Everything else—her thoughts, the room, even the dull throb inside her—blurred at the edges. All that remained sharp, vivid, and disturbingly clear was Umire, moving toward her with a light, almost weightless step—like a dream Lena couldn't wake from, or a spell she hadn't realized was cast.

"Yes, sir," Umire said, her voice like velvet brushing across glass. She walked to the board, plucked up a piece of chalk, and stood beside Lena without a word. 

Not like a savior. Not like a hero. Just... herself.

Steady. Ethereal. Unshaken.

Lena turned to look at her, barely breathing.

Umire offered her a small, warm smile.

And for a moment, just a second, Lena felt like she might not break. But at the same time, she felt like a glass vase with a hammer hovering inches above, waiting.

Umire gave her a soft, unreadable smile before facing the board. 

Then, like it was nothing, she solved the problem.

In less than thirty seconds, the incomprehensible tangle of letters and numbers that had made Lena feel like her brain was melting was unraveled with effortless grace. Chalk whispered against slate. Lines flowed. Symbols danced. And before Lena could even process what was happening, Umire was dusting her hands off.

"Perfectly done, as expected of our class president!" Mr. Yon clapped, beaming. "Alright, you two can return to your seats. Umire, see me in my office before heading home today, okay?"

"Yes, sir," she replied with a calm smile.

And just like that, she turned and walked away, her steps light and unhurried. Lena remained frozen, standing in front of the board like a ghost, as Umire drifted past the rows of students. Her dark hair flowed behind her like ink in water. Her presence seemed to glow in the late afternoon light.

Eyes followed her. Of course they did.

She didn't ask for attention. She simply had it.

Lena watched her sit down in the back row, and for a second, forgot to breathe.

"Umire, oh my god, you were gone forever!" someone beside her cried out.

"Yeah, we totally missed you," another groaned, like they'd been holding it in all week.

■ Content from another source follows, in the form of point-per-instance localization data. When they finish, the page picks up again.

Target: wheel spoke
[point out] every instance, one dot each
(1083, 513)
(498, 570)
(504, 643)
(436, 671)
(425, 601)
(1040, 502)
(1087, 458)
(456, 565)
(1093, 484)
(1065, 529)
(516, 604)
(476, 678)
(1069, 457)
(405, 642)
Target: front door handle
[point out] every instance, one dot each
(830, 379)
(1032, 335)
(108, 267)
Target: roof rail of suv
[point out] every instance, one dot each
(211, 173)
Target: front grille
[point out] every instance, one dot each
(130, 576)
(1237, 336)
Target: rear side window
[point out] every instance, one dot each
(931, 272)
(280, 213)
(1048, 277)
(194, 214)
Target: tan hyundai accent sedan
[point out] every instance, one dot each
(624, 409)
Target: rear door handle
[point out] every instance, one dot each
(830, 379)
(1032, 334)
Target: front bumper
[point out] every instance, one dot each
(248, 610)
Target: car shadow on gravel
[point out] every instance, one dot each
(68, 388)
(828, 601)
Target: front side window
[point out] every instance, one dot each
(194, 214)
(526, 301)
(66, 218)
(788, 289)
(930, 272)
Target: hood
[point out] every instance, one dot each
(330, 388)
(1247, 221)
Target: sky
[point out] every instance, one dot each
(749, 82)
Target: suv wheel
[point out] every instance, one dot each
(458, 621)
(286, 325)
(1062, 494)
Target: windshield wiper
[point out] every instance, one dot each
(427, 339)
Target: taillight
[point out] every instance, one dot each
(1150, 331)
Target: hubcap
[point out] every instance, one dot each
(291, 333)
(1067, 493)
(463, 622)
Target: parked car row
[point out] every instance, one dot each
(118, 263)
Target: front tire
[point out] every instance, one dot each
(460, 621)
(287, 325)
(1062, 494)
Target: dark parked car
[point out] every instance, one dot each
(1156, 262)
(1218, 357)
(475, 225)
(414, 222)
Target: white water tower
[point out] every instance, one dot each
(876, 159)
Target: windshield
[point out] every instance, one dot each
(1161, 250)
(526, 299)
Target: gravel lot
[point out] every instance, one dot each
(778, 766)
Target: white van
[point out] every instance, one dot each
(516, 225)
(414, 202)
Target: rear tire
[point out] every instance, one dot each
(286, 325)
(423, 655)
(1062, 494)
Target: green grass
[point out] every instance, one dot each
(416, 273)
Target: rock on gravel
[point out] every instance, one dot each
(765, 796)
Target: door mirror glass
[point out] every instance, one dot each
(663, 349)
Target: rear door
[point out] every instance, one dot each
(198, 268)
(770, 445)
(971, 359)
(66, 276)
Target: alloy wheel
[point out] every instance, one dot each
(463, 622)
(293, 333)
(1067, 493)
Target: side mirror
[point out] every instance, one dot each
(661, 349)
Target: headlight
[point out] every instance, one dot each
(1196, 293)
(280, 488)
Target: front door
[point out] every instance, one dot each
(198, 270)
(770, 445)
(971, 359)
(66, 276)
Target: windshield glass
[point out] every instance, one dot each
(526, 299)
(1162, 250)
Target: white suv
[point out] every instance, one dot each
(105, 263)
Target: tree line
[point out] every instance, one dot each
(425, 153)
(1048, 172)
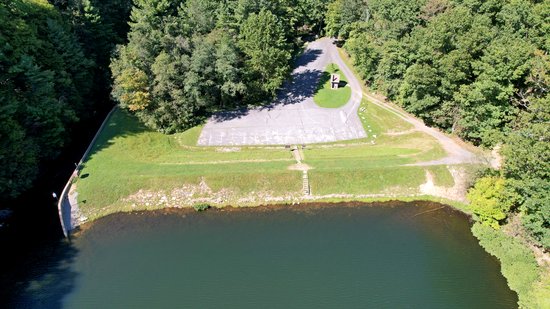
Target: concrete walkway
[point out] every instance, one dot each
(293, 118)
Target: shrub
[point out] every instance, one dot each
(201, 207)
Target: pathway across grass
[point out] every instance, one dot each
(133, 168)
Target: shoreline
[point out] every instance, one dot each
(79, 220)
(298, 207)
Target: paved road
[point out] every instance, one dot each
(293, 118)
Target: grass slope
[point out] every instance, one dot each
(332, 98)
(129, 160)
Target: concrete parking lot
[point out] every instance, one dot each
(293, 118)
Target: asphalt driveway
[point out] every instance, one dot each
(293, 118)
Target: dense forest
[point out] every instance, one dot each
(185, 59)
(54, 72)
(477, 69)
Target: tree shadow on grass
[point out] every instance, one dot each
(120, 124)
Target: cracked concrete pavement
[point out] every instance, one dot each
(293, 118)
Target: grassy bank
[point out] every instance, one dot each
(133, 168)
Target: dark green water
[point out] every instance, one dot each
(301, 257)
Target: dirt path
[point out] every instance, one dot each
(456, 154)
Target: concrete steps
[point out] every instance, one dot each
(305, 183)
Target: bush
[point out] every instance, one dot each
(517, 261)
(201, 207)
(490, 200)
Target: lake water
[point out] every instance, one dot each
(400, 255)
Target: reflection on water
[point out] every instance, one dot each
(401, 255)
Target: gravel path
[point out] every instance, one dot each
(456, 154)
(293, 118)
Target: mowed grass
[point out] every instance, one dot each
(128, 157)
(332, 98)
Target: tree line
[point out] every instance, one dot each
(185, 59)
(478, 69)
(54, 72)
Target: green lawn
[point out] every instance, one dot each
(332, 98)
(133, 168)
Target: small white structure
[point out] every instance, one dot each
(334, 81)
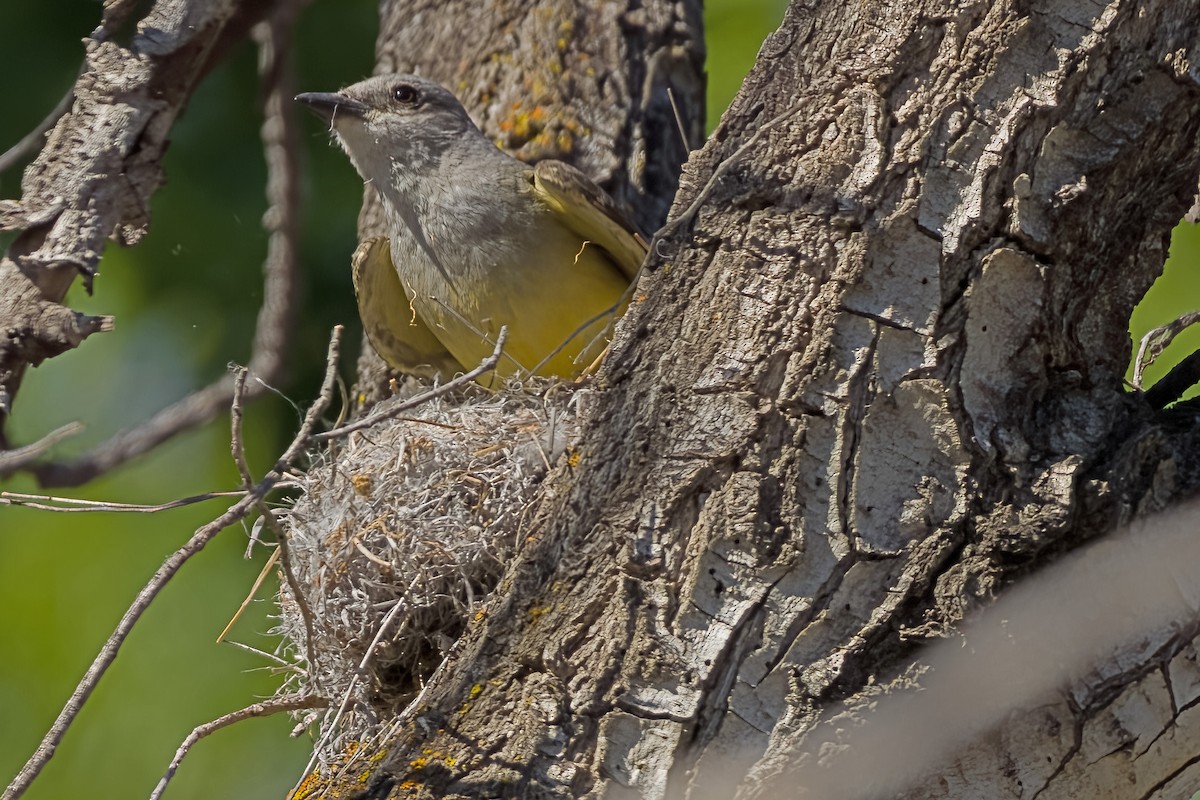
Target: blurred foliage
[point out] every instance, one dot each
(185, 300)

The silence that had filled the classroom minutes ago cracked open. Chatter burst like popcorn, all of it orbiting around the corner of the room where Umire sat. She answered them gently, her smile polite, serene.

"Alright, alright. Settle down—class isn't over yet," Mr. Yon called out, his voice struggling to cut through the hum of excitement. The noise faded into whispers.

"Lena, you can take a seat too."

Lena blinked, startled. "Ah—" Her body moved before her mind caught up. She shuffled back to her desk, head ducked. This time, no one was watching her. All eyes were still drawn to the star that had walked back into the sky.

But just before she sat, she glanced back—couldn't help it—and her gaze found Umire again.

Umire was listening to something a classmate was saying, still wearing that calm little smile. Then, almost like she'd felt Lena's stare, her head lifted. Their eyes met.

Lena flinched slightly.

Those eyes—dark, warm, sharp—locked onto hers like they always had. Not mocking. Not pitying.

Just seeing.

Umire's smile widened, softening. She lifted a hand in a gentle wave.

Lena blinked.

Then, without meaning to, she waved back, her hand rising slowly, almost against her will. A smile tugged at her lips—small, shy, but real.

She could feel the other students following Umire's line of sight. Heads turned. Whispers stirred. But Lena didn't care.

Not this time.

Face warm, she sank into her seat and looked back at the board, the chalk-streaked numbers a blur in the distance.

Mr. Yon droned on, but Lena barely heard him.

Her chest fluttered like paper catching wind, and a gentle warmth bloomed in her ribs—familiar, almost forgotten.

Umire was back.

And somehow, that made everything feel better.